Resultados muito semelhantes aos de outros estudos em estágio inicial no mundo. Vale destacar ainda que os efeitos colaterais também foram próximos: febre, dor de cabeça e irritação da pele no local da injeção.

Como a OMS se posiciona sobre a vacina

Durante entrevista coletiva, realizada na última terça-feira (11), o diretor assistente da Organização Pan-Americana de Saúde (Opas), Jarbas Barbosa, afirmou que a Organização Mundial de Saúde (OMS) mantém contato com autoridades da Rússia, para obter dados sobre a vacina para Covid-19.

Questionado se a organização irá recomendar o uso da vacina, o diretor enalteceu que será preciso, antes de tudo, fazer a revisão de dados para garantir “a segurança e a eficácia” da vacina russa. Barbosa aproveitou ainda para frisar que a organização só irá recomendar após receber os resultados clínicos das fases de teste I, II e III.

“Há todo um processo de revisão técnica. Para que uma vacina seja recomendada pela OMS e que seja adquirida pelo nosso fundo rotatório de vacinas, ela precisa ser pré-qualificada pela OMS, e para isso ela tem que revisar qualidade e eficácia da vacina”, destacou Barbosa.

Putin defende a vacina russa

Vladimir Putin afirmou que a vacina oferece “imunidade sustentável” contra o novo Coronavírus. Além de classificá-la como “bastante eficaz”, sem dar maiores justificativas, ele enalteceu que foram realizadas “todas as verificações necessárias”.

O presidente russo revelou ainda que uma das suas filhas tomou a vacina e que estava se sentindo bem, apesar de um breve aumento de temperatura. “Após a primeira injeção, a temperatura dela era de 38 ºC. No dia seguinte, 37,5 ºC e foi isso.
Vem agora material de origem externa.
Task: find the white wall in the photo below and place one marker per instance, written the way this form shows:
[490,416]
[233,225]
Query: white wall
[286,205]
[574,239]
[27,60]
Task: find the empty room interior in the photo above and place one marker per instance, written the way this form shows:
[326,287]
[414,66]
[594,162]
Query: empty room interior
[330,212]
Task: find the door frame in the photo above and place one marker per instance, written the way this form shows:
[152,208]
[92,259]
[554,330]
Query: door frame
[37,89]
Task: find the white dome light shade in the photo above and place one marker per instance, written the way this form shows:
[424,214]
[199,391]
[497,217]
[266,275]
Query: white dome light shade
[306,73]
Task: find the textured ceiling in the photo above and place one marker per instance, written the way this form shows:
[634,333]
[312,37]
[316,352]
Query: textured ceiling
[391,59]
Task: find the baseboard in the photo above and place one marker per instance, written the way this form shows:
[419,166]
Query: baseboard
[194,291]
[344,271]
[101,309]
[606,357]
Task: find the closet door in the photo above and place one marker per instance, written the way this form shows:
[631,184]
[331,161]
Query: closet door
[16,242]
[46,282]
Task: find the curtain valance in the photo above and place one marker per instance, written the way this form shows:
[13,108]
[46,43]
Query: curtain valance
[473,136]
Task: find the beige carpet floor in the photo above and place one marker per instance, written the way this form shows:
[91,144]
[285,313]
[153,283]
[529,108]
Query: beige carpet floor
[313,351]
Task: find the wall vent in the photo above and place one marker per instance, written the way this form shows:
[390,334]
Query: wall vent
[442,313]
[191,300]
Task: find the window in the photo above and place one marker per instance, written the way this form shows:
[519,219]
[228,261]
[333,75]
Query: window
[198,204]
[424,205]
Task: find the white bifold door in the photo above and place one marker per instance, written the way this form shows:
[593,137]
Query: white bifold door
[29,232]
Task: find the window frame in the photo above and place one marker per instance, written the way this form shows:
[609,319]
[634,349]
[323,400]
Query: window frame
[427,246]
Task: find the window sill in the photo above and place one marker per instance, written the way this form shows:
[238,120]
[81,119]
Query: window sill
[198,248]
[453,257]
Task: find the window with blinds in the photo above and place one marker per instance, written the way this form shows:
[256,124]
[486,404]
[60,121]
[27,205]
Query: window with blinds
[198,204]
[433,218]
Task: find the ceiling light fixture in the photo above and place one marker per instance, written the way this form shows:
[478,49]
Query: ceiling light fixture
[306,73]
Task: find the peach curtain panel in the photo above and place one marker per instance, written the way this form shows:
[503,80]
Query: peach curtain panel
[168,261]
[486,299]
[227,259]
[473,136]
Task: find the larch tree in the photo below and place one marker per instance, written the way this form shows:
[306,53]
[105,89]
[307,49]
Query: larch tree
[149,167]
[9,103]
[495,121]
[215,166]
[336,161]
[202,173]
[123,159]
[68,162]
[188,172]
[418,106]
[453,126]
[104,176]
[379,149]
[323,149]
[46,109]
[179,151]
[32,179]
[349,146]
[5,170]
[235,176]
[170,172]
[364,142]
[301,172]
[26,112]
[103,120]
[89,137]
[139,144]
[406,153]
Após a segunda injeção, a temperatura dela subiu um pouco, depois voltou ao normal”, disse.

Em uma nota divulgada para parabenizar o país, Putin agradeceu todos os cientistas que desenvolveram a vacina pelo que chamou de “primeiro e muito importante passo para nosso país e, em geral, para o mundo inteiro”.

Corrida mundial pela vacina 

As principais potências mundiais – destaque para Estados Unidos, China e Rússia – estão travando uma corrida pela descoberta de uma vacina eficaz de combate ao novo Coronavírus.

Por ignorar os ensaios clínicos em grande escala – chamada fase III de testes – a Rússia aumentou a preocupação de toda comunidade científica sobre colocar potencialmente as pessoas em perigo para se destacar na propaganda global.

Outra polêmica envolvendo o país de Putin é que os governos dos Estados Unidos, Canadá e Reino Unido acusam hackers russos de tentar roubar pesquisas sobre vacinas. Entretanto, autoridades russas negam e afirmam que sua vacina é baseada em um projeto desenvolvido anos atrás por cientistas do país.

Mais de 30 vacinas estão em diferentes estágios de testes em humanos em todo o planeta. Contudo, oito vacinas entraram na fase final de testes em massa em humanos, incluindo as produzidas pela Moderna nos Estados Unidos, Oxford University e AstraZeneca na Grã-Bretanha, além de algumas empresas chinesas.

Uma vacina eficiente é vista como a solução mais provável para derrotar a Covid-19 que já matou mais de 738 mil pessoas em todo o mundo.